# Removing gold from iron/steel



## rasanders22 (Jul 6, 2011)

NOTE: this is hypothetical only. 

Lets say you had some gold plated pins. If you were able to find a way to vacuum out a canister then heat the pins to approx 1100 celsius, the gold would sublimate then attach to walls of the canister. The Iron would remain solid and, in theory, you could treat the walls of your canister with AC or AR. 

A few afterthoughts. Finding a vessel that will survive that high temps and remain a stable vacuum would obviously be a issue. This would obviously cost a decent amount of money in energy and would still require chemicals to get the gold off your walls. 

The process is called vacuum deposition.

http://en.wikipedia.org/wiki/Vacuum_deposition


----------



## Lino1406 (Jul 7, 2011)

Gold sublimes? at 1100?


----------



## goldsilverpro (Jul 7, 2011)

I know you said iron or steel, but how often do you see iron or steel pins? Or even Kovar pins? Most are copper or a copper alloy. What about the copper or brass pins themselves. Both melt lower (brass considerably lower) than 1100C and would alloy with the gold, so I don't think your idea would work.


----------



## amosfella (Nov 30, 2011)

could not one use an oxidizing flux to take a bunch of the copper out of the gold alloy to the point of purifying the gold?? I suppose that the pins would have to be ground to a powder... Wouldn't even need to take it to the melting point...


----------



## butcher (Dec 1, 2011)

No its not that easy.
(or should I say its not that hard to recover your gold and refine it to purity)
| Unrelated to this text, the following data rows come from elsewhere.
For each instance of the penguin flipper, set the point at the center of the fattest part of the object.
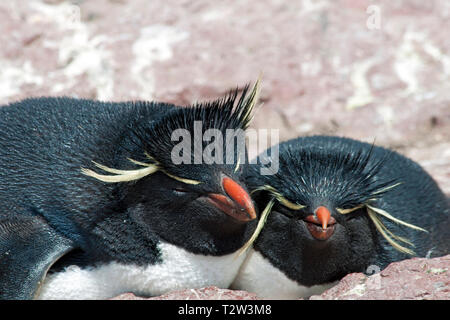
(28, 248)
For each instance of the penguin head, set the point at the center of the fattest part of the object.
(322, 223)
(186, 179)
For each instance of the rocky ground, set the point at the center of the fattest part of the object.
(371, 70)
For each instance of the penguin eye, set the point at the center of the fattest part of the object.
(180, 191)
(285, 211)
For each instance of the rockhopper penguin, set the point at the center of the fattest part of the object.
(92, 204)
(338, 206)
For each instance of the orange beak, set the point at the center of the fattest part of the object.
(321, 225)
(324, 216)
(238, 204)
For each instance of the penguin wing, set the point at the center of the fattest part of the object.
(28, 248)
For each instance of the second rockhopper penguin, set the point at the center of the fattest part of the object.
(338, 206)
(92, 204)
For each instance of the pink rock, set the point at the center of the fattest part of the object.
(417, 278)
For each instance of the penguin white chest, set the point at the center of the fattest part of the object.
(258, 275)
(178, 270)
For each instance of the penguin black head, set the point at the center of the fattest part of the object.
(184, 175)
(322, 208)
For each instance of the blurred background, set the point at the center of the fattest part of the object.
(370, 70)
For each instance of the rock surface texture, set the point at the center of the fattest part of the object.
(371, 70)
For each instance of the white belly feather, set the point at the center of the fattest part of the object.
(259, 276)
(180, 269)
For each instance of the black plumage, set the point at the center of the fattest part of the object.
(52, 201)
(354, 181)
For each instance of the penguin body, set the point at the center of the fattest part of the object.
(93, 206)
(377, 205)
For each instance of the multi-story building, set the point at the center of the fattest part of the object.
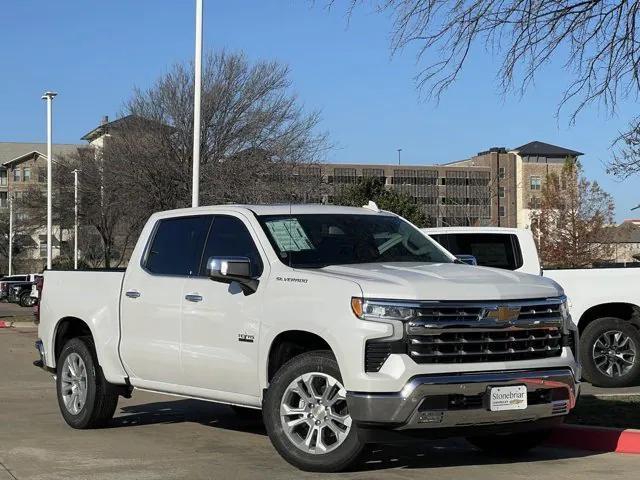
(24, 166)
(495, 187)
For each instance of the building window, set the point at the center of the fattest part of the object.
(534, 203)
(43, 245)
(535, 182)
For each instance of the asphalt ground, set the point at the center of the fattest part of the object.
(156, 437)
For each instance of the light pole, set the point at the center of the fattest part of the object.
(195, 194)
(10, 232)
(48, 96)
(75, 214)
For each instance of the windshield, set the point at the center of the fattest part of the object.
(315, 241)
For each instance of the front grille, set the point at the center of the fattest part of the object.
(470, 333)
(377, 352)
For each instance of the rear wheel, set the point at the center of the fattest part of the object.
(610, 351)
(306, 415)
(85, 398)
(511, 444)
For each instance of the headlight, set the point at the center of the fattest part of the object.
(384, 311)
(381, 310)
(566, 316)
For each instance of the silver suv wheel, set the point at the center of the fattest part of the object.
(314, 413)
(74, 383)
(614, 353)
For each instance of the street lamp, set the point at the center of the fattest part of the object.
(195, 194)
(10, 232)
(48, 96)
(75, 214)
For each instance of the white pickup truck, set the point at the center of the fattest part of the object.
(604, 302)
(344, 325)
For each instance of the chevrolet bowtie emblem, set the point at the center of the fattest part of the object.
(503, 313)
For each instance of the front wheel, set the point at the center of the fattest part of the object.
(610, 351)
(511, 444)
(85, 398)
(306, 415)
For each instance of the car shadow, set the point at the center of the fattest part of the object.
(421, 454)
(177, 411)
(454, 452)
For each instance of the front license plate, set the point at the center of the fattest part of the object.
(508, 398)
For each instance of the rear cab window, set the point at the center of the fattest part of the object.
(490, 249)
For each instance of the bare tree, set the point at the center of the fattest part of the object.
(255, 138)
(572, 225)
(596, 40)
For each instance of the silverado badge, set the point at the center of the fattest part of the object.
(503, 313)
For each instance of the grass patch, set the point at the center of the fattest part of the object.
(617, 412)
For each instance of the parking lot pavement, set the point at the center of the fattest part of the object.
(588, 389)
(155, 436)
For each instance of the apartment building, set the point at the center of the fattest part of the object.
(498, 186)
(24, 166)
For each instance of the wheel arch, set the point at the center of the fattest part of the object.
(289, 344)
(66, 329)
(623, 310)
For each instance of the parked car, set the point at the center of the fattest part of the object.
(19, 289)
(346, 326)
(604, 302)
(4, 284)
have you guys ever thought of making some square wheels? then you would not have to worry about flat tires.


----------



## Harold_V (Dec 1, 2011)

butcher said:


> have you guys ever thought of making some square wheels? then you would not have to worry about flat tires.


Chuckle!
Makes just as much sense. 

I've long said one should not waste time trying to improve on a process that has been proven by time. Do that only if your objective is to re-invent the wheel. If your objective is to accumulate and refine gold, there's no shortage of methods that are known to work. Why waste valuable time screwing with the unknown?

Harold


----------



## Lino1406 (Dec 1, 2011)

Are not such a bad idea if
your road is made of stairs.


----------



## gold4mike (Dec 1, 2011)

:shock: :roll:


----------



## Lou (Mar 19, 2012)

I accidentally deposited a beautiful layer of gold when I was flame sealing some quartz ampoules containing gold-tin alloy ( a catalyst/promoter for the preparation of black phosphorus).

PVD can have some very thick gold. I once scored a bunch of gold deposited items that were very, very good.


----------



## butcher (Mar 20, 2012)

I would imagine that they use vacuum deposition of precious metals a lot in industry now a days and much of the electronic scrap we process may have used this method in its manufacturing processes.

I think it would be very hard to recover values with this method unless you had the equipment already set up in your shed.

I know gold chloride will vapor off in gas in high temperature, and can condense on the walls of cooler surface (my guess at a much lower temperature than the 1100 degrees C as stated earlier in this thread, and probably other metals salts, or acid salts, may change the vapor points of the volatility of these metals as gaseous compounds, just a guess here).

For me vaporizing valuable metals is something I have tried to avoid, but I can see where others can use it as a very useful tool.


----------